Fuentes uses many literary parallels that Wells used in his film - close up, cross cutting, deep focus and flashback. Fuente's independent thought and reputation for supporting leftist causes and revolutions led to his being denied visas to enter the U.S. in the 1960's. It was not until 1967, with the intervention of the U.S. Congress, that his travel restrictions to the U.S. were lifted against him. He then traveled to the U.S. and taught at several Ivy League Universities: Brown, Princeton, Harvard, Columbia, University of Pennsylvania, Dartmouth and Cornell.
In 1975, Fuentes was appointed Mexican ambassador to France, but resigned two years later. His resignation was to protest the appointment of Gustave Diaz Ordaz as ambassador to Spain.
When Ordaz was president of Mexico in 1968, he ordered Mexican troops to open fire on student protestors in Mexico City and Fuentes disdained this action and Ordaz as a person. I guess Mexico had its own "Kent State shootings".
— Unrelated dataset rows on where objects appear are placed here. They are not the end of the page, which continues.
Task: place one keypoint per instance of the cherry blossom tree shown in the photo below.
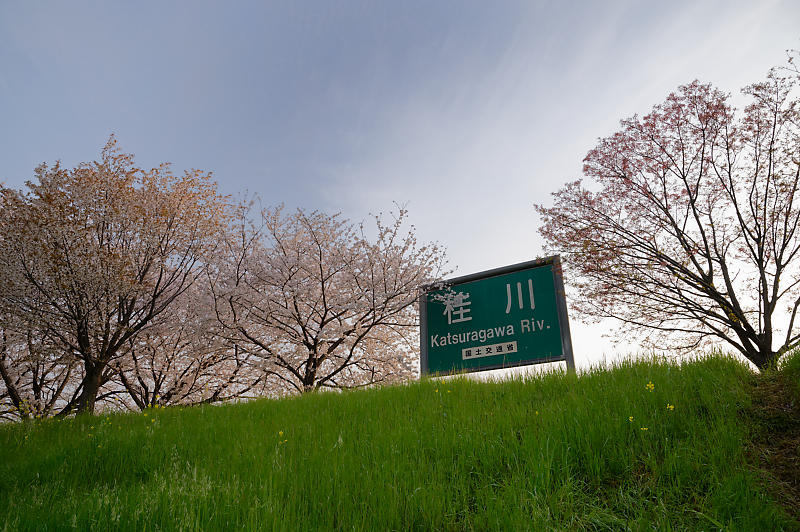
(181, 359)
(320, 303)
(96, 253)
(688, 224)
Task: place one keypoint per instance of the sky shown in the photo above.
(467, 113)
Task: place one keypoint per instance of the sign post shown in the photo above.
(501, 318)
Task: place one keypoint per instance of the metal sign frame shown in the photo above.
(561, 308)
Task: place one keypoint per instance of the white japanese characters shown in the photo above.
(455, 306)
(519, 296)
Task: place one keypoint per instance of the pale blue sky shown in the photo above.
(468, 111)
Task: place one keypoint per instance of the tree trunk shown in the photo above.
(91, 386)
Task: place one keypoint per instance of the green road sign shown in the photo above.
(511, 316)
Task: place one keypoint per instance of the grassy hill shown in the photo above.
(644, 445)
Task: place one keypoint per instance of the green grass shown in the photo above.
(552, 452)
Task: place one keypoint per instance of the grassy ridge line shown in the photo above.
(552, 452)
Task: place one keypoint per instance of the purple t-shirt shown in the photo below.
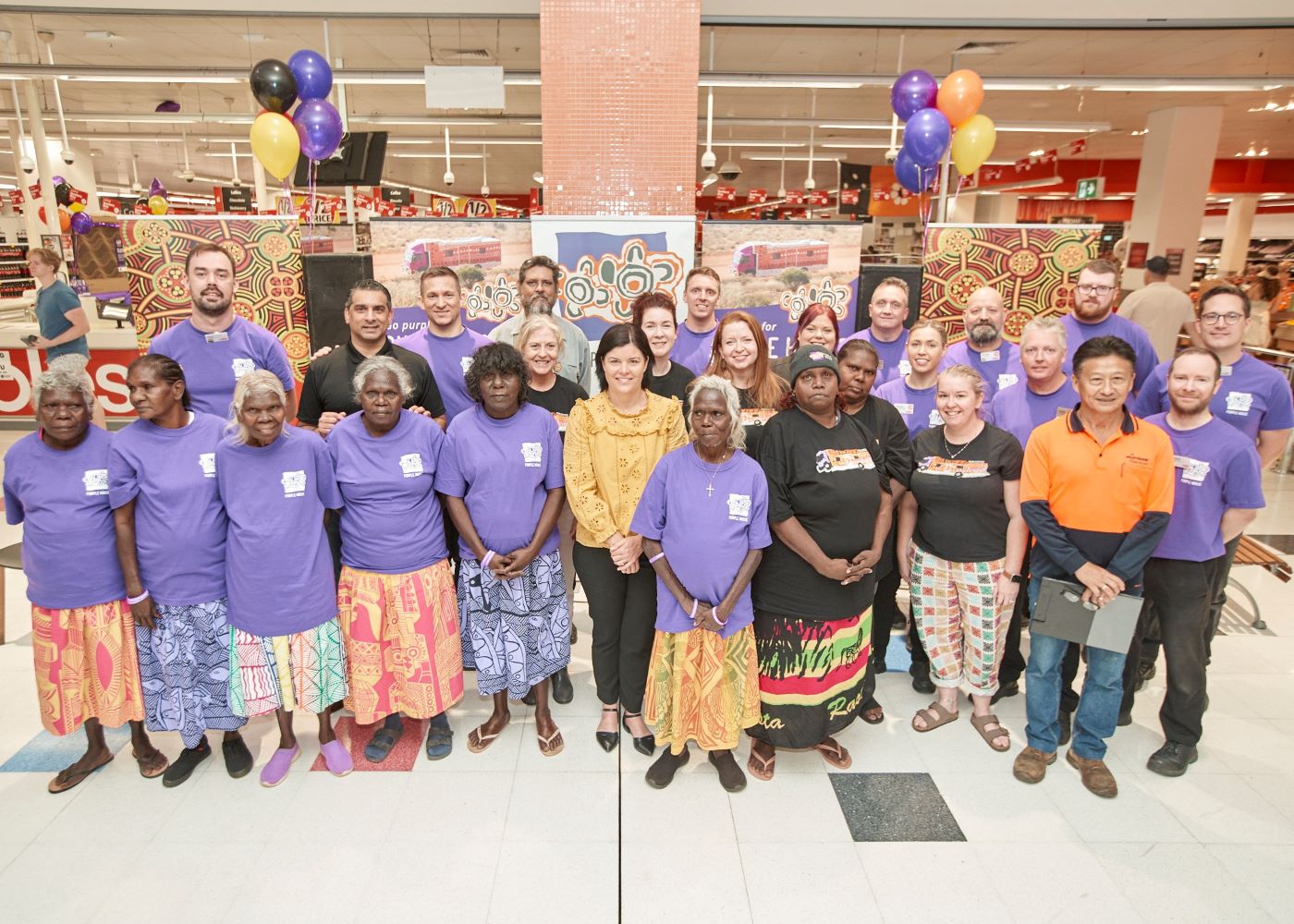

In 1985, he wrote and published The Old Gringo, which received wide recognition in the U.S. It was the first book by a Mexican novelist to become a best-seller north of the border. It is the convoluted tale about American writer, Ambrose Bierce, who disappeard during the Mexican Revolution of 1848. It explored the ways in which revolutionary ideas eventually become corrupt.
The Old Gringo, was made into an American film in 1989, starring Gregory Peck, Jane Fonda, and Jimmy Smits.
In 1975, he published his most ambitious novel, Terra Nostra, which tells the story of all of Hispanic civilization. That is a huge, huge subject to cover. In this novel, Fuentes shifts between the 16th and 20th centuries seeking roots of contemporary Latin American society and the struggle between the conquistadors and indigenous Americas.
Fuentes wrote his last novel in 2011, Destiny and Desire, which is a sprawling work. It is a comedy, satire, allegory, fantasy, and brilliant political commentary. It is a partial parody of the novel War and Peace, a novel that competes with history.
In this written work, Fuentes makes coded allusions to recognizable celebrities and evokes the work of Spinoza and Machiavelli. It also includes ghosts, graves, murders, and a talking severed head.
The severed head is a victim of the Mexican drug gang wars and through this novel he speaks openly about the Mexican drug gang wars and their torture and brutal killings and duly criticizes the Mexican government for not doing more to stop this scourge in his country.
Fuentes remained a prolific writer right up to his death, with an essay on the new government of France appearing in the newspaper, Reforma on the day of his death. (May 15, 2012)
Fuentes wrote many more novels, but there is not room in one article to cover each and every novel he wrote. The ones mentioned here are the ones of critical acclaim for which he won awards. His novels can be found at www.amazon.com/Carlos-Fuentes
All his writings left an indelible mark on Mexican writings and culture and portrayed the modern Mexican life and culture for the rest of the world to see. He is one of Mexico's most important writers and leaves behind so many novels and short stories that also tell the history of Mexico, its people, and culture for all of us to learn from and enjoy.
Carlos Fuentes is Mexico's quintessential writer, author and novelist.